Analyse de benchmark Le requérant compare l’indicateur financier calculé pour le projet (VAN, TRI, etc.) à une valeur de référence correspondante, le benchmark. Entrent en ligne de compte en tant que benchmark : – les taux d’intérêt des emprunts d’État (pour les projets et programmes réalisés en Suisse) ou le taux d’intérêt spécifique de l’État partenaire selon la Banque mondiale ou selon les intérêts des obligations de l’État partenaire (pour les projets et programmes réalisés à l’étranger ; ces taux seront, le cas échéant, majorés de manière adéquate pour tenir compte du risque et être ainsi représentatifs de l’investissement privé ou du type de projet). Le taux d’intérêt de référence joue un rôle central dans l’analyse de rentabilité, car les flux financiers ont lieu à des moments différents ; – les évaluations des coûts financiers et du rendement nécessaire du capital effectuées par le gestionnaire d’un fonds de placement privé ou par des experts en finances sur la base de projets comparables ; – un benchmark propre à l’entreprise ayant été appliqué en continu par le passé (p. ex. WACC44). Le requérant montre que, sans l’incitation découlant du produit de la vente des attestations, le projet présente un indicateur financier moins favorable que le benchmark sélectionné et ne sera par conséquent pas réalisé sans un encouragement supplémentaire. Si plusieurs benchmarks entrent en ligne de compte pour un projet donné, il faut choisir le plus bas.

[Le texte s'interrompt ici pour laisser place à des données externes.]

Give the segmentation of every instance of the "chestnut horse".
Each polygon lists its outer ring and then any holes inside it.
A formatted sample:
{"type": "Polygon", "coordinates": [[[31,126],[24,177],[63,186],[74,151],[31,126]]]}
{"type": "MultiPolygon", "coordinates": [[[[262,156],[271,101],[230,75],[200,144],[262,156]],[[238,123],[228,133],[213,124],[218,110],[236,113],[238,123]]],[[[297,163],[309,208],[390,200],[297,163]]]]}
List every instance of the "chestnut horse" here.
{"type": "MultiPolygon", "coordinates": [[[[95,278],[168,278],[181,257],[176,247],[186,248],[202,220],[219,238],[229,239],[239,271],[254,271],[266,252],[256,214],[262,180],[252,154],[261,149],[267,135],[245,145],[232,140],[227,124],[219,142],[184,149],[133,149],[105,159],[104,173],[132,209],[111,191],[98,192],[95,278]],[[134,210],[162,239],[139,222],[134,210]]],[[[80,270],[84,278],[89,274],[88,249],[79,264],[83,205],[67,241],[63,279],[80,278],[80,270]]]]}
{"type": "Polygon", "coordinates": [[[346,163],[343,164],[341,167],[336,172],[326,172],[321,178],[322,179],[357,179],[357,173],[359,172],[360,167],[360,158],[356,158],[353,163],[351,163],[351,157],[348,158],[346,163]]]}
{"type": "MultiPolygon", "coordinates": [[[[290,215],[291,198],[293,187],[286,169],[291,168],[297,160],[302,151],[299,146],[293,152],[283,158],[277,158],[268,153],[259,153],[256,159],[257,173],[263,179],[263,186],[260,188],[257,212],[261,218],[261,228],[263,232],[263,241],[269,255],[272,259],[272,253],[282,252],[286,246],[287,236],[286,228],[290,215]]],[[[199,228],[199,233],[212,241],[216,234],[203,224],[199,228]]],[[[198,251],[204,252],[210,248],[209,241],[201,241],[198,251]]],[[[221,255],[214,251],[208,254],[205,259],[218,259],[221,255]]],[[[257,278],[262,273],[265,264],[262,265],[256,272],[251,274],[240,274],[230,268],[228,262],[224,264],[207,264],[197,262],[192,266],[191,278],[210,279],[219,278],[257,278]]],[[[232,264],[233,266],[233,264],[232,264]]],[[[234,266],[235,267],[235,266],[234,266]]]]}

6.3.1 Analyse des obstacles

Certains projets, bien que rentables selon l’analyses de rentabilité, sont néanmoins additionnels. Dans ce cas, si la non-rentabilité ne peut pas être prouvée au moyen de l’analyse de rentabilité, une analyse des coûts d’investissement et d’exploitation en recourant à une analyse des obstacles peut être réalisée. L’analyse des obstacles montre que le projet, bien que rentable, ne serait pas réalisé en raison d’obstacles, et de quelle manière ces obstacles peuvent uniquement être surmontés grâce au produit de la vente des attestations. Il est possible de faire valoir ces obstacles s’ils empêchent, outre le scénario du projet ou du programme, encore au moins un des scénarios alternatifs. Les obstacles invoqués doivent être dûment justifiés, par exemple par des études, des données de marché ou des statistiques. Peuvent être invoqués comme obstacles (exemples) : – des difficultés techniques : un manque de spécialistes pour la mise en œuvre sur site de projets et, de ce fait, des risques inhérents à leur mise en œuvre (p. ex. l’exploitation d’une installation) ; – manque de connaissance et de confiance de la part des clients ; – les bénéfices profitent à l’utilisateur et non à l’investisseur (dilemme propriétaire-locataire). Ne peuvent pas être invoqués comme obstacles (exemples) : – des procédures d’autorisation lourdes et coûteuses ; – une propension insuffisante à investir, dans certains cas, dans des projets ou des programmes rentables ; – un manque de moyens financiers, un maigre bénéfice ou un rendement bas. Si les obstacles identifiés satisfont aux exigences susmentionnées, l’additionnalité est déterminée sur la base de la rentabilité, en tenant compte également des coûts relatifs à leur élimination (monétarisation). Une analyse de sensibilité est aussi réalisée (cf. chap. 6.3.2) et vient confirmer le respect du principe de l’additionnalité.

weighted average cost of capital = coût moyen pondéré du capital (CMPC)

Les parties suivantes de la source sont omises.